Decentralized purchasing functions with their own separate purchasing systems and data repositories are a great example.
"When procurement is decentralized, as it often is in very large enterprises, there is a risk that these different purchasing organizations are not getting all of the leverage that they could when they contract for services," said Andy Palmer, CEO of Tamr, which uses machine learning and advanced algorithms to "curate" data across multiple sources by indexing and unifying the data into a single view. "Theoretically, purchasing agents should be able to benefit from economies of scale when they buy, but they have no way to look at all of the purchasing systems throughout the enterprise to determine what the best price is for the commodity they are buying that someone in the enterprise has been able to obtain."
Palmer says Tamr provides a solution in this area by offering a "best price" on premise website solution that purchasing agents from different corporate divisions can reference. The service uses Tamr's machine learning and algorithms to analyze different purchasing data categories across disparate purchasing systems in order to come up with best prices, which purchasing agents throughout the enterprise can then access. "We use an API (application programming interface) so the service can be instrumented into different procurement applications," said Palmer. "The results for some of our customers have been annual procurement savings in the tens of millions of dollars, since they now can get the 'best price' for goods and services when they negotiate."
Purchasing is just one use case that points to the need large enterprises have in using their systems of record to drive the big data analytics they perform. "These enterprises started off by putting their big data into 'data lake' repositories, and then they ran analytics," said Palmer. Later, enterprises added query languages like Hive and Pig to help them sort through their big data.
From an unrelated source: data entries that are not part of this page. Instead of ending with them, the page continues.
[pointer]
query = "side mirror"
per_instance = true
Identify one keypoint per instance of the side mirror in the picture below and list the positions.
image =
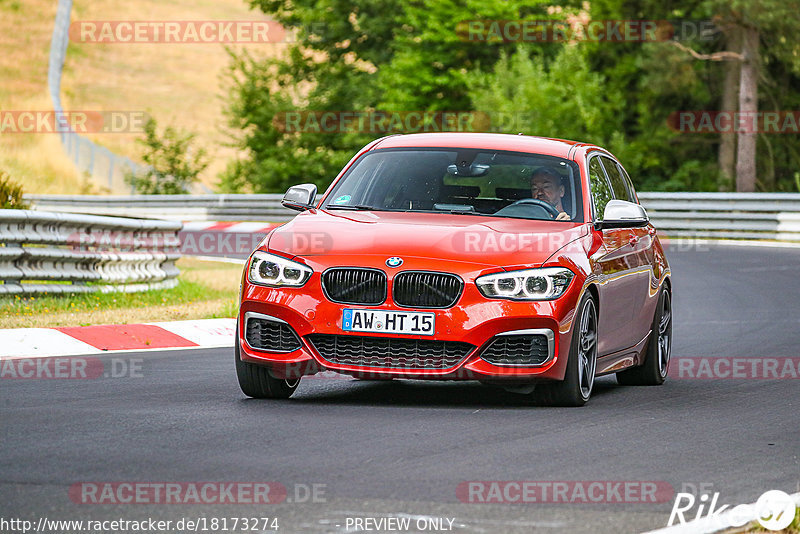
(623, 214)
(300, 197)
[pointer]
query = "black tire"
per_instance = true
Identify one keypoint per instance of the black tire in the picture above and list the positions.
(576, 388)
(654, 370)
(257, 381)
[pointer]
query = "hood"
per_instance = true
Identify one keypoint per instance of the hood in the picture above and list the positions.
(468, 238)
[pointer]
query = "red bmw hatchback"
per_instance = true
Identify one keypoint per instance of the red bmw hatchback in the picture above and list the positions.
(517, 261)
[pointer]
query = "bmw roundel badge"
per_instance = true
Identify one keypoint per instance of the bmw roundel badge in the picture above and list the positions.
(394, 261)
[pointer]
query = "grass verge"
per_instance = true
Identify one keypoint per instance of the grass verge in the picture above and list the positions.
(205, 290)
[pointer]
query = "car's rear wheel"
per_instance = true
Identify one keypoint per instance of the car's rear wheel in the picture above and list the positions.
(576, 388)
(257, 381)
(654, 370)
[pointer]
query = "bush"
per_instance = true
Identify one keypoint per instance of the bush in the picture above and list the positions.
(11, 194)
(172, 166)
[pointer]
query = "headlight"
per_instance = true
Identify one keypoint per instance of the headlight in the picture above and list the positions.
(530, 284)
(271, 270)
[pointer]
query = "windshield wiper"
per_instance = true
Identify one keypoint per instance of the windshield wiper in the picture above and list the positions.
(357, 207)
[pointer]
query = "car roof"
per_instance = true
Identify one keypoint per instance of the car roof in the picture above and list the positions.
(491, 141)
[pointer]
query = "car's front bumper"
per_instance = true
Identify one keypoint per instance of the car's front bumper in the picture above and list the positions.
(474, 319)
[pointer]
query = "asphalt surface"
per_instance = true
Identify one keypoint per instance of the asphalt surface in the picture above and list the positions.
(400, 449)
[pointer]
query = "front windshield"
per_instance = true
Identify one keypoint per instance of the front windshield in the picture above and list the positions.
(463, 181)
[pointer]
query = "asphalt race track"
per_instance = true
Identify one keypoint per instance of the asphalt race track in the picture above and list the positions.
(401, 449)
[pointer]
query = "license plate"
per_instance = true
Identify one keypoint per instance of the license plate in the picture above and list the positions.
(391, 322)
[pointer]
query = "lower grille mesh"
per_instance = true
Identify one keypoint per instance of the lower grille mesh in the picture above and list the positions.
(268, 335)
(389, 353)
(530, 349)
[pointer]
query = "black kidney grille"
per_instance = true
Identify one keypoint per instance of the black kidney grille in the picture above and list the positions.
(528, 349)
(390, 353)
(354, 286)
(426, 289)
(264, 334)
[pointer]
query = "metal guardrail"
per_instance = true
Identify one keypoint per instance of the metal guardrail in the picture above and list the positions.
(725, 215)
(704, 215)
(70, 253)
(172, 207)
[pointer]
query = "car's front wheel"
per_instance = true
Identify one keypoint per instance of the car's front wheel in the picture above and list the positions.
(653, 371)
(257, 381)
(576, 388)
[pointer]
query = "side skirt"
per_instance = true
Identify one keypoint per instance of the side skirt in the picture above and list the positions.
(617, 361)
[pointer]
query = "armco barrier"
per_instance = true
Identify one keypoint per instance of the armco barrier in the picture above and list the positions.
(70, 253)
(773, 216)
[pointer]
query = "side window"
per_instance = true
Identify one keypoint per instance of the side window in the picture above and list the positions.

However, what they eventually discovered was that they needed to provide the right business context in order to ask the right analytical questions that would benefit the business. They could only do this by using their systems of record, and the organization of data inherent in those systems, as drivers for their big data analytics.
Palmer says that data "curation" is one way to attack the variety issue that comes with having to navigate through not only multiple systems of record systems but multiple big data sources. The combination of machine learning and advanced algorithms that seek "high confidence levels" and data quality in the task of cross-referencing and connecting data from a variety of sources into a condensed single source is one way to do this. "The end result is not a system of record, but a system of reference that can cope with the variety of data that is coming in to large organizations," said Palmer.
Finding ways to achieve high data quality and confidence for the business by harnessing data variety is not the only thing enterprises need in their big data preparation; there are also steps like ETL (extract, transform, load) and MDM (master data management) that are part of the data prep continuum. Nevertheless, dealing with the variety of data and data sources is becoming a greater concern.
"We have seen a large growth in these projects over the past three to six months," noted Palmer. "Organizations want to take their structured data from a variety of systems of record, unify it, and then use it to drive business context into their unstructured and semi-structured big data analytics."